Por lo demás, solo la civilización occidental moderna, debido a que su espíritu es esencialmente antitradicional, pretende afirmar la legitimidad de lo profano como tal y considera incluso como un "progreso" incluir ahí una parte cada vez más grande de la actividad humana, de suerte que en el límite, para el espíritu integralmente moderno, ya no hay más que lo profano, y de suerte que todos sus esfuerzos tienden en definitiva a la negación o a la exclusión de lo sagrado. Las relaciones están aquí invertidas: una civilización tradicional, incluso disminuida, no puede sino tolerar la existencia del punto de vista profano como un mal inevitable, aunque esforzándose en limitar sus consecuencias lo más posible; en la civilización moderna, al contrario, lo que ya no se tolera es lo sagrado, porque no es posible hacerlo desaparecer enteramente de un solo golpe, y a lo cual, a la espera de la realización completa de ese "ideal", se hace una parte cada vez más reducida, poniendo el mayor cuidado en aislarlo de todo lo demás por una barrera infranqueable.
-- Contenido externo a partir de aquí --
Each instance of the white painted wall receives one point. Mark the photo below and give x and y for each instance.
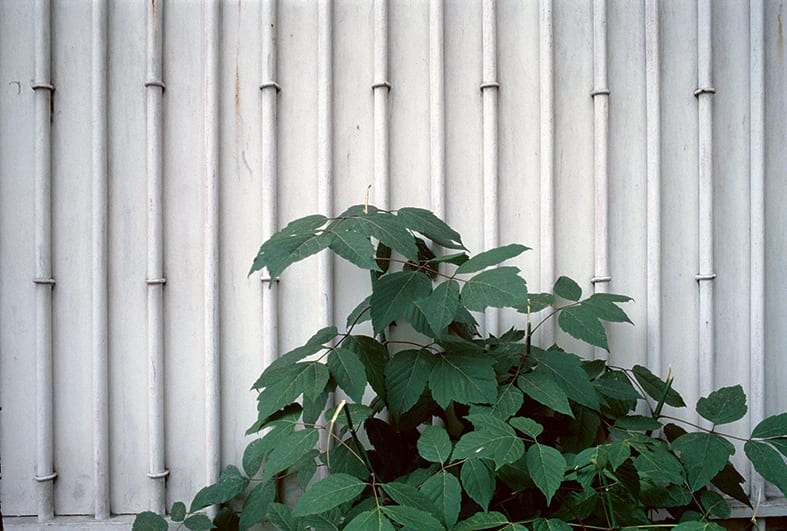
(748, 74)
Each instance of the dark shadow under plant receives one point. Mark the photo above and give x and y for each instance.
(467, 431)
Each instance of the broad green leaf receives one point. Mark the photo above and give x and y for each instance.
(567, 288)
(440, 306)
(552, 524)
(412, 517)
(434, 445)
(284, 362)
(348, 371)
(372, 520)
(444, 491)
(542, 387)
(478, 480)
(328, 493)
(723, 406)
(485, 520)
(703, 456)
(425, 222)
(150, 521)
(256, 505)
(490, 258)
(198, 522)
(290, 451)
(463, 378)
(771, 427)
(355, 248)
(405, 378)
(528, 426)
(230, 484)
(654, 386)
(394, 293)
(492, 438)
(178, 512)
(582, 324)
(546, 466)
(567, 371)
(768, 463)
(496, 288)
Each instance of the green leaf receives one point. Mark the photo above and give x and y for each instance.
(496, 288)
(440, 306)
(485, 520)
(230, 484)
(315, 343)
(542, 387)
(723, 406)
(478, 480)
(528, 426)
(348, 371)
(566, 369)
(771, 427)
(290, 451)
(492, 438)
(394, 293)
(444, 491)
(581, 323)
(546, 466)
(354, 247)
(372, 520)
(463, 378)
(150, 521)
(178, 512)
(412, 517)
(768, 463)
(328, 493)
(567, 288)
(490, 258)
(425, 222)
(654, 386)
(434, 445)
(405, 378)
(256, 505)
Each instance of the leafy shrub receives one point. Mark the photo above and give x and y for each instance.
(447, 428)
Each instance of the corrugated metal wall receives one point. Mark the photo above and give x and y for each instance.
(638, 146)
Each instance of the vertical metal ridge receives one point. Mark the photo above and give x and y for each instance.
(381, 87)
(705, 275)
(437, 107)
(653, 170)
(600, 94)
(547, 156)
(489, 95)
(212, 28)
(757, 225)
(42, 84)
(154, 88)
(100, 302)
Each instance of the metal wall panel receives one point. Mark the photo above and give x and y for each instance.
(436, 104)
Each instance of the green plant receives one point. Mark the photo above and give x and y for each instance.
(447, 429)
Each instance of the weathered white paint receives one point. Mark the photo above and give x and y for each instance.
(276, 148)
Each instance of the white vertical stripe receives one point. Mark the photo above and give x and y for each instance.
(489, 94)
(653, 169)
(381, 88)
(547, 157)
(437, 108)
(45, 454)
(212, 13)
(706, 275)
(600, 95)
(154, 88)
(100, 324)
(757, 225)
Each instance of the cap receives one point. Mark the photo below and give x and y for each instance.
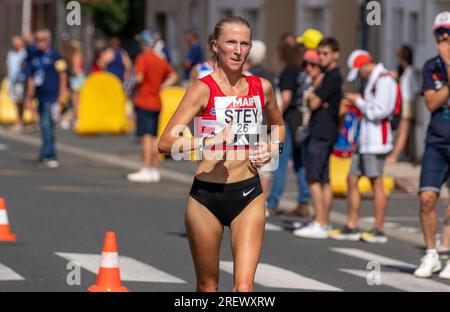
(442, 20)
(311, 56)
(357, 59)
(146, 37)
(310, 38)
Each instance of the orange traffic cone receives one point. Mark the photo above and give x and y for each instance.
(5, 231)
(108, 279)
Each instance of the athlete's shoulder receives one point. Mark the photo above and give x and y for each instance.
(267, 85)
(199, 89)
(430, 64)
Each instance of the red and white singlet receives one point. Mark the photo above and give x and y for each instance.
(244, 111)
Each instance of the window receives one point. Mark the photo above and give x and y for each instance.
(314, 18)
(194, 14)
(413, 28)
(398, 26)
(252, 16)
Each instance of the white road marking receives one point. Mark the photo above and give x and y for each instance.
(275, 277)
(131, 270)
(8, 275)
(368, 256)
(405, 282)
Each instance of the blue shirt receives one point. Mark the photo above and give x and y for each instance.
(44, 68)
(116, 67)
(195, 55)
(435, 78)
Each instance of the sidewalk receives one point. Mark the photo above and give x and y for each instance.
(407, 178)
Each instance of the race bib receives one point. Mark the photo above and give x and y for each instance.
(245, 113)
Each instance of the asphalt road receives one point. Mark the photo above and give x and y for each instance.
(61, 215)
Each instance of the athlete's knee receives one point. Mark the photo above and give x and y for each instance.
(207, 286)
(352, 182)
(243, 287)
(427, 202)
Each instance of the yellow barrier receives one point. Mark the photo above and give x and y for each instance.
(339, 170)
(102, 106)
(171, 98)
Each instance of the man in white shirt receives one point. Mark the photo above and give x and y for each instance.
(375, 142)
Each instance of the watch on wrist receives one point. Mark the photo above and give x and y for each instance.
(280, 146)
(202, 144)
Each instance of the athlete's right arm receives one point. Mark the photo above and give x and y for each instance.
(437, 99)
(194, 102)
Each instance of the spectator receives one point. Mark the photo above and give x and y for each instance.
(153, 74)
(255, 62)
(324, 102)
(310, 39)
(161, 47)
(15, 61)
(195, 53)
(289, 87)
(48, 83)
(375, 142)
(436, 160)
(256, 58)
(407, 84)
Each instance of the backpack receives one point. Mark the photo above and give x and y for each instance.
(396, 115)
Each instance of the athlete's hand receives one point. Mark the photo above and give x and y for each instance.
(261, 155)
(352, 97)
(226, 136)
(444, 50)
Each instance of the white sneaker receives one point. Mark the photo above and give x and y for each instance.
(445, 273)
(313, 230)
(430, 264)
(145, 176)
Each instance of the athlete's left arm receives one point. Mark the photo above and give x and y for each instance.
(273, 114)
(264, 152)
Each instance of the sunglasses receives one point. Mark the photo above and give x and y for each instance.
(442, 31)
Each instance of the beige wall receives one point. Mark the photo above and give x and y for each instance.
(344, 27)
(10, 25)
(278, 20)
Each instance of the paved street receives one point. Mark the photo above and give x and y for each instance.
(61, 215)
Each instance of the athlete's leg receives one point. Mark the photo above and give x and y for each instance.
(380, 202)
(247, 233)
(204, 234)
(445, 244)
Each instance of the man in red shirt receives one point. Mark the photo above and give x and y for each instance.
(152, 74)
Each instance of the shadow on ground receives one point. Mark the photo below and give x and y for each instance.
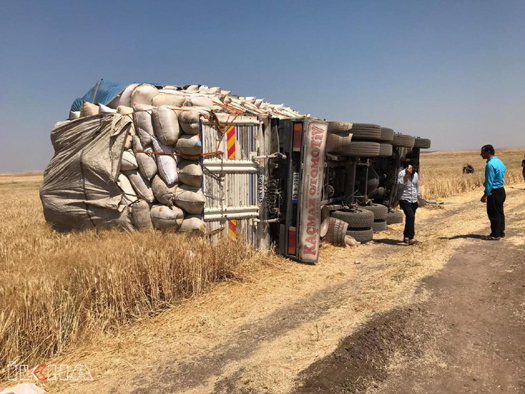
(464, 236)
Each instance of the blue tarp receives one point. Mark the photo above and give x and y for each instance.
(102, 93)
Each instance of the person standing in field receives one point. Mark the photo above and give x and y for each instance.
(409, 196)
(494, 195)
(523, 165)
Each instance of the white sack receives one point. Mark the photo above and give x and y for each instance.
(144, 94)
(79, 190)
(128, 162)
(190, 173)
(146, 162)
(190, 121)
(193, 223)
(102, 109)
(191, 199)
(140, 213)
(164, 217)
(166, 125)
(204, 102)
(143, 123)
(169, 98)
(129, 193)
(124, 110)
(125, 96)
(88, 109)
(129, 142)
(162, 191)
(189, 145)
(141, 185)
(166, 164)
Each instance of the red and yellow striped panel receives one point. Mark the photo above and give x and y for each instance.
(231, 143)
(232, 229)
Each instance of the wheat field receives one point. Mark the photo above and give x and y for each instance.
(58, 290)
(442, 176)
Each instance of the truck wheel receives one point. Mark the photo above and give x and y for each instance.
(338, 127)
(361, 149)
(380, 211)
(359, 218)
(366, 132)
(387, 134)
(362, 235)
(394, 217)
(379, 225)
(338, 142)
(403, 140)
(385, 150)
(422, 143)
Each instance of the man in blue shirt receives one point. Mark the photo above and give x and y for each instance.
(494, 192)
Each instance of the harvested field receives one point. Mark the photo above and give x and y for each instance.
(59, 289)
(442, 176)
(95, 298)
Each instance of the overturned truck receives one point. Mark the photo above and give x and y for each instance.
(192, 158)
(188, 158)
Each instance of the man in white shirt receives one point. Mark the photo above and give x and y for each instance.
(409, 195)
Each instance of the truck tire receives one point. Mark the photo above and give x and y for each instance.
(362, 235)
(385, 150)
(394, 217)
(379, 210)
(387, 134)
(359, 218)
(338, 127)
(361, 149)
(422, 143)
(338, 142)
(379, 225)
(366, 132)
(405, 141)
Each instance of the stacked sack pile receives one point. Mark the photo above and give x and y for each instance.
(159, 176)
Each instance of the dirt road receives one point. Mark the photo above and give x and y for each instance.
(468, 336)
(445, 316)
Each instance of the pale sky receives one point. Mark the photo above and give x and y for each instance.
(451, 71)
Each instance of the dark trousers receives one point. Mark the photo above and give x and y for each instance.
(495, 212)
(409, 208)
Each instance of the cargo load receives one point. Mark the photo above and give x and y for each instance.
(142, 156)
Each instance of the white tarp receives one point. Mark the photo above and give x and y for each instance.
(79, 190)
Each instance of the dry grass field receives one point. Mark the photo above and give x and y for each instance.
(59, 290)
(441, 172)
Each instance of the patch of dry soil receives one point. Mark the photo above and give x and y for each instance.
(467, 337)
El paso de una a otra de estas dos actitudes opuestas implica la persuasión de que existe, no solo un punto de vista profano, sino un dominio profano, es decir, que hay cosas que son profanas en sí mismas y por su propia naturaleza, en lugar de no ser tales, como la cosa es realmente, más que por el efecto de una cierta mentalidad. Esta afirmación de un dominio profano, que transforma indebidamente un simple estado de hecho en un estado de derecho, es pues, si puede decirse, uno de los postulados fundamentales del espíritu antitradicional, puesto que no es sino inculcando primero esta falsa concepción en la generalidad de los hombres como puede esperar llegar gradualmente a sus fines, es decir, a la desaparición de lo sagrado, o, en otros términos, a la eliminación de la tradición hasta sus últimos vestigios. No hay más que mirar alrededor de sí mismo para darse cuenta hasta qué punto el espíritu moderno ha triunfado en esta tarea que se ha asignado, ya que incluso los hombres que se estiman "religiosos", es decir, aquellos en quienes subsiste todavía más o menos conscientemente algo del espíritu tradicional, por eso no consideran menos la religión como una cosa que ocupa entre las demás un lugar completamente aparte, y por lo demás, a decir verdad, muy restringido, de tal suerte que no ejerce ninguna influencia efectiva sobre todo el resto de su existencia, donde piensan y actúan exactamente de la misma manera que los más completamente irreligiosos de sus contemporáneos. Lo más grave es que estos hombres no se comportan simplemente así porque se encuentran obligados a ello por la presión del medio en el que viven, porque hay en eso una situación de hecho que no pueden más que deplorar y a la que son incapaces de sustraerse, lo que sería todavía admisible, pues, ciertamente, no se puede exigir de nadie que tenga el coraje necesario para reaccionar abiertamente contra las tendencias dominantes de su época, lo que no carece de peligro bajo más de una relación. ¡Muy lejos de eso, estos hombres están afectados por el espíritu moderno hasta tal punto que, como todos los demás, consideran la distinción e incluso la separación de lo sagrado y de lo profano como perfectamente legítima, y que, en el estado de cosas que es el de todas las civilizaciones tradicionales y normales, no ven más que una confusión entre dos dominios diferentes, confusión que, según ellos, ha sido "rebasada" y ventajosamente disipada por el "progreso"!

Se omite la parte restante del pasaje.